May 28, 2007

Nine-Oh-Nine

My basic (VFR) flying skills always bug me nowadays — they seem to deteriorate way too quickly to the point where I make embarassing landings and laboured radio calls in front of an imagined audience of thousands, and my pattern work is often sloppy to the point of distraction. For all my supposed skills at flying an approach to minimums, the landing that follows is often the low point (sorry) of the approach (which is rarely particularly precise in the first place, but never mind), and being able to cope (more-or-less) with a complex new IFR clearance on-the-fly under the hood doesn't seem to prevent me from stumbling on first call-up to NorCal Approach or Hayward Tower during a simple VFR fly-about.

So I dedicate this morning to just … flying about, VFR. A landing here, a landing there, a call to the tower here, a call to the tower there. That sort of thing — and it's a glorious Bay Area day to do it on, too: cool, sunny, breezy, clear. And I end up with some valuable landing practice, a tighter grip on pattern work, a renewed sense of just what I like about VFR flying (the just-pottering-about, the make-it-up-as-you-go approach, the sightseeing…), and — quite accidentally — I get to share the pattern at Livermore (KLVK) with both a B-17 Flying Fortress and a B-25 Mitchell bomber.
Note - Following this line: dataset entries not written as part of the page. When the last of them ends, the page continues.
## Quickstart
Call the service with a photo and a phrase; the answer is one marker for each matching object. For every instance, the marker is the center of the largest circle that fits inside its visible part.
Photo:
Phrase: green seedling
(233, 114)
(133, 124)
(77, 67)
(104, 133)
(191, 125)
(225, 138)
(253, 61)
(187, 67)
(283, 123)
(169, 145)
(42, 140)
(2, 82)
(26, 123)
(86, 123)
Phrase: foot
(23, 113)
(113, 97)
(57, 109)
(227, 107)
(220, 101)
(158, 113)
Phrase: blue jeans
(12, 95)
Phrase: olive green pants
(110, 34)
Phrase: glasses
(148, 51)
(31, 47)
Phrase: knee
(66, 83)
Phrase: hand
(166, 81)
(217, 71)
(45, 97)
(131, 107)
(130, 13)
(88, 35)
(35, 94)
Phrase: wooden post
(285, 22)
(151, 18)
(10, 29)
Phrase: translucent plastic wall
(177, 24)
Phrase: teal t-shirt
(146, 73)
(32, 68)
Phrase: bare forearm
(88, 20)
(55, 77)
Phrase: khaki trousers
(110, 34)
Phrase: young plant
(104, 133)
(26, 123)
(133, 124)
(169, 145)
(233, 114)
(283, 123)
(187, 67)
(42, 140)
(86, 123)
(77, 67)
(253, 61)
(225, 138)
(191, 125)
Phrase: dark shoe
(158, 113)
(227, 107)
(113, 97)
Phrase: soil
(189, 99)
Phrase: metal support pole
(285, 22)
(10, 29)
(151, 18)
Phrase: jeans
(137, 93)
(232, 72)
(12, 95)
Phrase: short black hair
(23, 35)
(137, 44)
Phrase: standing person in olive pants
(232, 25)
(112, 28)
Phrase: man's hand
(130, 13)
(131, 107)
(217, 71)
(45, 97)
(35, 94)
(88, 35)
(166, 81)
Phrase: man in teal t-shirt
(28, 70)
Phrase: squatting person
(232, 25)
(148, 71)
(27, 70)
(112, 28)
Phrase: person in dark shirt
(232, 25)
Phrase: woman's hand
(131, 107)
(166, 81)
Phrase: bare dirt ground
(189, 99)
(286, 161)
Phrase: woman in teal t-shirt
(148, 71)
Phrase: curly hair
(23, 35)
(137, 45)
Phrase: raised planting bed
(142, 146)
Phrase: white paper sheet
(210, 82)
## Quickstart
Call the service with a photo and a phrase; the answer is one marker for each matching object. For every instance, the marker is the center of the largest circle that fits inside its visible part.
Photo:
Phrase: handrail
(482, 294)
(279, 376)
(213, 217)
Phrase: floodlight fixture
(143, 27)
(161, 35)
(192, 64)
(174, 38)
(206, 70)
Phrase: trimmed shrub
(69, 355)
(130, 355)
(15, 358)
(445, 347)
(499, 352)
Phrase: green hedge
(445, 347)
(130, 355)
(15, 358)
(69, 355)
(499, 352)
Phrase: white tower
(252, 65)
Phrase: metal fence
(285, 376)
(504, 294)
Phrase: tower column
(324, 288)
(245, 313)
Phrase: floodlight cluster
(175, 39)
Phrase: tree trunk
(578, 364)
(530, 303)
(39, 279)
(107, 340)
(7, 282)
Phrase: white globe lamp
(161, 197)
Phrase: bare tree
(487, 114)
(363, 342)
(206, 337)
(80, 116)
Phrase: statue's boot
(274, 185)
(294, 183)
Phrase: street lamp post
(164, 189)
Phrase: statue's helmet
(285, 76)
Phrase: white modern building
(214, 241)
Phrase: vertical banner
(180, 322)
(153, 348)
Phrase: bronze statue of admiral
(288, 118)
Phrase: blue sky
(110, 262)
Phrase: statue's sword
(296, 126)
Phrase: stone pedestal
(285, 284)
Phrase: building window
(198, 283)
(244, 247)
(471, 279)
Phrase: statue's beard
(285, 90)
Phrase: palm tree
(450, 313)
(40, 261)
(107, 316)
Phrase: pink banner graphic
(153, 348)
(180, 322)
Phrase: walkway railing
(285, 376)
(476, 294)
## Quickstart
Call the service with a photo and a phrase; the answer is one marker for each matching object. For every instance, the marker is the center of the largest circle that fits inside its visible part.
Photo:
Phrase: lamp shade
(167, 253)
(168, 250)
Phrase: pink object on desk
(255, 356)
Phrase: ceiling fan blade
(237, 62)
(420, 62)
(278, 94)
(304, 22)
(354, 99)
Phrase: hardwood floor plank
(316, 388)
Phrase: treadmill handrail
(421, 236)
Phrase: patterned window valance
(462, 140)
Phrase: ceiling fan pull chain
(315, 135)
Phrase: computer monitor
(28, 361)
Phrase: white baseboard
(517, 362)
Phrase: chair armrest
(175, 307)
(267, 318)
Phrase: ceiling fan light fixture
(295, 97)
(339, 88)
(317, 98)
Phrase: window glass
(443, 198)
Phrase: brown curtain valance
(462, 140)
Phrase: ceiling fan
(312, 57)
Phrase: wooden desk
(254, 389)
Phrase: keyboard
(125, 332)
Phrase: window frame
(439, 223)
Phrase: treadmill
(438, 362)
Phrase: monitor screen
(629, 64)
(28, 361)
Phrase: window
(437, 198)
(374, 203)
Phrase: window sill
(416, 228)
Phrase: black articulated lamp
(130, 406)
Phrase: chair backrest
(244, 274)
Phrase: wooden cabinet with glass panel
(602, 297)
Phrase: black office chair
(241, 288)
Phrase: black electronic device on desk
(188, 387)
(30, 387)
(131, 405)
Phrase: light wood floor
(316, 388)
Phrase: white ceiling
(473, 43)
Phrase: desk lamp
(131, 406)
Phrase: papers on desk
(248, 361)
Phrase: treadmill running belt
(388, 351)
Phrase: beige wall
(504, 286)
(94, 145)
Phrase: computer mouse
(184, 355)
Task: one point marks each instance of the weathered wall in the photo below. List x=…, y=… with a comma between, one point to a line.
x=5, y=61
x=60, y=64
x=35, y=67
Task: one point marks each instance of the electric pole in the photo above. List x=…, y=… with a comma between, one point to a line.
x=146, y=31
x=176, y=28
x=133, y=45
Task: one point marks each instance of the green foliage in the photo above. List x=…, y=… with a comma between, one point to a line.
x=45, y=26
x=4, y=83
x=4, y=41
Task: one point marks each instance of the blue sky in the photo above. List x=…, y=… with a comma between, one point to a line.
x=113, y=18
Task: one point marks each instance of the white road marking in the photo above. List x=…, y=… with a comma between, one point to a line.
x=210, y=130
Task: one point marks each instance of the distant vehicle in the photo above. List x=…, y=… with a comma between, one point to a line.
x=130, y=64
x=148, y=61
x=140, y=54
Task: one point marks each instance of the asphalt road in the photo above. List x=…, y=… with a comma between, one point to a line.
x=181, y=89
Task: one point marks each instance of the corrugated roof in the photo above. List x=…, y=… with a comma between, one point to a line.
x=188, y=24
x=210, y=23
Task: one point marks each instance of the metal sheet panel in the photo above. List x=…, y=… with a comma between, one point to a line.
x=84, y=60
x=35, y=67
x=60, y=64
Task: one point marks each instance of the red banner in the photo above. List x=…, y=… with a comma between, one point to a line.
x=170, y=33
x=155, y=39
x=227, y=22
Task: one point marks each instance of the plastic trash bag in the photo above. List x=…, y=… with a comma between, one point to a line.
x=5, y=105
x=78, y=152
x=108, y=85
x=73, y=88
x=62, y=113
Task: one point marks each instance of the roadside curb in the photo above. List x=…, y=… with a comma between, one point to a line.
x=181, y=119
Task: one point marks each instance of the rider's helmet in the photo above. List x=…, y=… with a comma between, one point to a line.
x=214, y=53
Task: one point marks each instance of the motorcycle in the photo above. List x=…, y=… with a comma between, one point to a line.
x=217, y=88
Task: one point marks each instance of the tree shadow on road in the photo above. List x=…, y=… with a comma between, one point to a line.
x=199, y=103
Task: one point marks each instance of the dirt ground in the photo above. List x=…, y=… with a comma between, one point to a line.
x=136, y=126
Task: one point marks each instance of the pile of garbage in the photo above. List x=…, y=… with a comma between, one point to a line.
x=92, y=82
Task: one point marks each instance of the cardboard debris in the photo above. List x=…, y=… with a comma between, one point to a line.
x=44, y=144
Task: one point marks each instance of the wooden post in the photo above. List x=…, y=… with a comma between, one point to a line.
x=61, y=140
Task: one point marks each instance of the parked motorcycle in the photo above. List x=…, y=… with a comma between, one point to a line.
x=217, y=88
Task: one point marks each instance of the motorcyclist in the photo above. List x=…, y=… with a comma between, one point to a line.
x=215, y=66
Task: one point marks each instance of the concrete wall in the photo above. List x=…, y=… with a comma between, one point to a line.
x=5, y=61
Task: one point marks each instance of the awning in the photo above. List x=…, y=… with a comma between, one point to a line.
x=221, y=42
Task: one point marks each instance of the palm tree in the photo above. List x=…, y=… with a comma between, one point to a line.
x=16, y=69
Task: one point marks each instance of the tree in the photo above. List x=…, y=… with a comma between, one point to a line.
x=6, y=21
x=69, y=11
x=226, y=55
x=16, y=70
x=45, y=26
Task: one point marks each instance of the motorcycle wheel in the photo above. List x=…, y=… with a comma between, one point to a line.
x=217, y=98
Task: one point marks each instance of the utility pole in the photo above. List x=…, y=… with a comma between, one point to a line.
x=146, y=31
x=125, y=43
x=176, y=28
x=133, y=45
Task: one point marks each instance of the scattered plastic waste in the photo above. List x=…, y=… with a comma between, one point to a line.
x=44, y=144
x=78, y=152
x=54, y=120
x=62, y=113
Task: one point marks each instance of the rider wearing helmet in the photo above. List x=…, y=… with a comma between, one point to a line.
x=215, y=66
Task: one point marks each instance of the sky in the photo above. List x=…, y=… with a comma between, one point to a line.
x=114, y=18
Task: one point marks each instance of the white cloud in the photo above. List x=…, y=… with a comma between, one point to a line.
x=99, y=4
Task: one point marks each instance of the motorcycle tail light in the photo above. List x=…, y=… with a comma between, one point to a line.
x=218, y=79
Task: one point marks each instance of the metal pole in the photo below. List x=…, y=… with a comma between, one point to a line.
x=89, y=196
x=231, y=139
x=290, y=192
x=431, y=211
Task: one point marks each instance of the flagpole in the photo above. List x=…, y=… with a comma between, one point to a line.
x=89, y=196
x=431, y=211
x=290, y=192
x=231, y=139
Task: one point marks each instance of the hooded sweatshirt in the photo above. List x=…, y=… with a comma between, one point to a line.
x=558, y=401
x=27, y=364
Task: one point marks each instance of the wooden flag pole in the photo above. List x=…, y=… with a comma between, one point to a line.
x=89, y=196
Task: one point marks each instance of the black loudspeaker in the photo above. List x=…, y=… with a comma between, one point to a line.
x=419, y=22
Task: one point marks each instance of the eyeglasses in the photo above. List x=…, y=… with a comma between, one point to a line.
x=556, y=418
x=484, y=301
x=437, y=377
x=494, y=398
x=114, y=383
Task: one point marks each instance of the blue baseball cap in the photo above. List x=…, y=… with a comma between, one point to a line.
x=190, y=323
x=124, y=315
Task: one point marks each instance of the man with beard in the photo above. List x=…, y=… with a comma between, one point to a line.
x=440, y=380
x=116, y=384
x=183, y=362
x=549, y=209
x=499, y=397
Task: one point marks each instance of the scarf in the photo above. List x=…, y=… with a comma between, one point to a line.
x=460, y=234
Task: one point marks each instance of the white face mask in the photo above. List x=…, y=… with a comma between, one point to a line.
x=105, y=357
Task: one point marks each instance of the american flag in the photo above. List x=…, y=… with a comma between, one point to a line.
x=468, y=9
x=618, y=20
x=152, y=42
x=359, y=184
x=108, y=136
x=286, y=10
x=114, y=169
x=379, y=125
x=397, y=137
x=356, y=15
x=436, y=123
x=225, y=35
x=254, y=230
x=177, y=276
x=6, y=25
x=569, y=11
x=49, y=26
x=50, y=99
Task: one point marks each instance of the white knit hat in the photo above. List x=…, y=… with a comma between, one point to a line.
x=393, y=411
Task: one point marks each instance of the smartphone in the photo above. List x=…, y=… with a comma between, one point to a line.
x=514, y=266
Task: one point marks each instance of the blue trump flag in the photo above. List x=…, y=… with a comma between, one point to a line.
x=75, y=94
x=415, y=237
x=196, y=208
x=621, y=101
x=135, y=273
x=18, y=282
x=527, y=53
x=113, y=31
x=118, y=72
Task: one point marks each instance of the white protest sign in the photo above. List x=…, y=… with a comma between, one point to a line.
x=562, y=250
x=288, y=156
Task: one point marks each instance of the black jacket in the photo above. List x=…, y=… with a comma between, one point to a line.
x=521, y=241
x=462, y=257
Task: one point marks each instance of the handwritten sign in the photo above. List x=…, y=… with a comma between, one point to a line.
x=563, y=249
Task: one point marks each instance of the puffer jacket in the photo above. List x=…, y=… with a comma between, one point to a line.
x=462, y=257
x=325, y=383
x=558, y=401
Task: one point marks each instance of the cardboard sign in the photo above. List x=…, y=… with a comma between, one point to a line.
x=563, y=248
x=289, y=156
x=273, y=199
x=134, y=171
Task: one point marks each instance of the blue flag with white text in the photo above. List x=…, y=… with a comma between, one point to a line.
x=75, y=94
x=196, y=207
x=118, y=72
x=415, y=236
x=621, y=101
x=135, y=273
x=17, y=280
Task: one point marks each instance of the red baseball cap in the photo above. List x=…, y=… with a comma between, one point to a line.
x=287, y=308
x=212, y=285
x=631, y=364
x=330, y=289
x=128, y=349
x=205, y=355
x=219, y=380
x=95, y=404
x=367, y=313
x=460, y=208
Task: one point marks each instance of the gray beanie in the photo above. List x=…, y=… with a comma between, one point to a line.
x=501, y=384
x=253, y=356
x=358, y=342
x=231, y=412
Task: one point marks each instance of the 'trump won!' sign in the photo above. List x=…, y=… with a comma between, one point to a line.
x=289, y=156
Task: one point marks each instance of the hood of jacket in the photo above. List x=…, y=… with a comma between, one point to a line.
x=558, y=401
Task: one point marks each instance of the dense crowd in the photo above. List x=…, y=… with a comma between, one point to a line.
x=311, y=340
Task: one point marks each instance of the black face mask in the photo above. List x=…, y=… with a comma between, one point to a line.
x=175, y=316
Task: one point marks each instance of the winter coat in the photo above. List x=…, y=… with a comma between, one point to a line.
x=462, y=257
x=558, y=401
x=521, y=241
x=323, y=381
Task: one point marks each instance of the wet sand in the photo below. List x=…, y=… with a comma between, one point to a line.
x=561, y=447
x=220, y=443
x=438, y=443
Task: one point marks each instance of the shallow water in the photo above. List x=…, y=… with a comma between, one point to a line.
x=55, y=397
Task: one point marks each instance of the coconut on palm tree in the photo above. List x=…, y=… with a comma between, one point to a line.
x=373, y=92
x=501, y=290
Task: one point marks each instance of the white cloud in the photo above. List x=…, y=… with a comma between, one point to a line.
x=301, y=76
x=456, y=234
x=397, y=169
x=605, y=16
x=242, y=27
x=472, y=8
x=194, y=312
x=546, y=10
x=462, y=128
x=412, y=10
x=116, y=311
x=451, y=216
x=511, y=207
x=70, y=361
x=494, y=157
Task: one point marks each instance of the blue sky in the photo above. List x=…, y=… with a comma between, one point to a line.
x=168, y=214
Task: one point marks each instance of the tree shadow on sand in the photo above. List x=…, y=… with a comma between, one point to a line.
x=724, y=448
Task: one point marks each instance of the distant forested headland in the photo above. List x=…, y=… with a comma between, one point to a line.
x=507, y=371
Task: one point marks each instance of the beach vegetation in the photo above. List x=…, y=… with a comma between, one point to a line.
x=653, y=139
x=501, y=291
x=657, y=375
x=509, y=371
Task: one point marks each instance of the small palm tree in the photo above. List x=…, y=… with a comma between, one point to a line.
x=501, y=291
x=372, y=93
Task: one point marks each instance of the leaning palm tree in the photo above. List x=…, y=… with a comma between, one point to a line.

The original Nine-Oh-NineWhat I didn't know when I popped over the hills to Livermore in one of the club's little 172 SPs was that the Collings Foundation's Wings Of Freedom 2007 tour was in Livermore for the Memorial Day weekend, and the B-25 and B-17 ("Nine-Oh-Nine") were both being flown around for paying donors in between display breaks on the ramp (the accompanying B-24 was on the ramp, but didn't fly while I was there). So I ended up doing my touch and goes with the immense distractions of the B-17 first approaching to land on 25R while I was on the left, and then watching both it and the B-25 take off and depart for another flight up the Diablo Valley. The sight of the B-17 lumbering slowly away, a few hundred feet above the ground, a few hundred metres away at my 2 o'clock as I took off on the parallel was worth the agony of all that around-and-around remedial landing practice, for sure; ditto with the smaller B-25.

It's tempting to say I wish I'd had a camera, but the truth is I did have a camera with me — but sometimes it's just better to watch… (I found someone else's photos from last year's events here).